Consumers have difficulty defining some of the common terms used by health plans, brokers and health insurance industry insiders. We asked consumers to define four common terms used to define most health plans: deductible, coinsurance, copayments and maximum out-of-pocket limit.
Deductible
Consumers had varying levels of difficulty with these terms.  Two-thirds of the most engaged consumers correctly identified the definition of deductible while only 51% of the most disengaged consumers did so (and 15% of them could not even venture to guess what the term means).
Coinsurance
One-quarter of consumers said they have no idea what the term “coinsurance” means.  Only 27% correctly identified the definition amongst three unrelated alternatives (i.e. The percentage of costs you are responsible for when receiving certain medical services).  Even the most engaged consumers were confused by the “coinsurance” term, with only 38% of them selecting the correct definition and 19% saying they don’t know the answer.  Over 39% of the least engaged consumers were unable to provide a response to this question and only 26% of them selected the appropriate definition from three alternatives.
Copayment
Almost two-thirds of engaged consumers knew the definition of “copayment” compared to only 52% of the least engaged consumers.  Unlike with the terms deductible and coinsurance, the most frequent health care users (i.e. those with chronic conditions and those with several physician visits in the past year) and obese consumers are significantly more likely than their counterparts to understand what a copayment is.

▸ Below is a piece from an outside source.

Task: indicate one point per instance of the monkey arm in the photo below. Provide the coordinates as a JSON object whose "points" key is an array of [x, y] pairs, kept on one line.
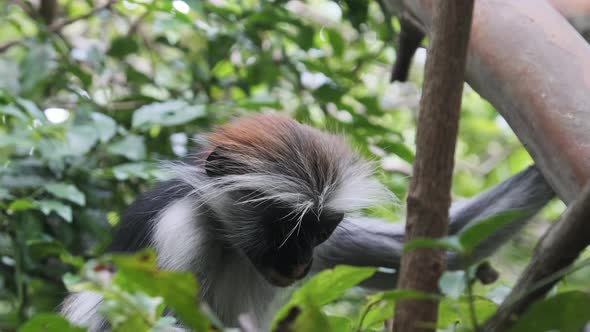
{"points": [[372, 242]]}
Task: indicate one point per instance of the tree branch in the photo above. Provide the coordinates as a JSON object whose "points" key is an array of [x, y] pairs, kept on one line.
{"points": [[530, 63], [561, 244]]}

Maximum out-of-pocket limit
For “maximum out-of-pocket limit”, we provided three definitions that all apply to this term, so the most appropriate response was “all of the above.”  Only 25% of consumers selected “all of the above”, but 43% did select the more common definition for out-of-pocket limits (e.g. The maximum amount of money you will have to pay in a given year for medical services).  Over 20% of disengaged consumers could not respond to this question, but 49% selected the most common definition and 21% selected “all of the above.”  Two-thirds of engaged consumers mentioned “all of the above” (34%) or the most common response (32%).
We will continue monitoring some of these terms to see if results change, but it appears clear that even the most engaged consumers have a level of uncertainty or lack of familiarity with some of the most common health insurance benefit terms.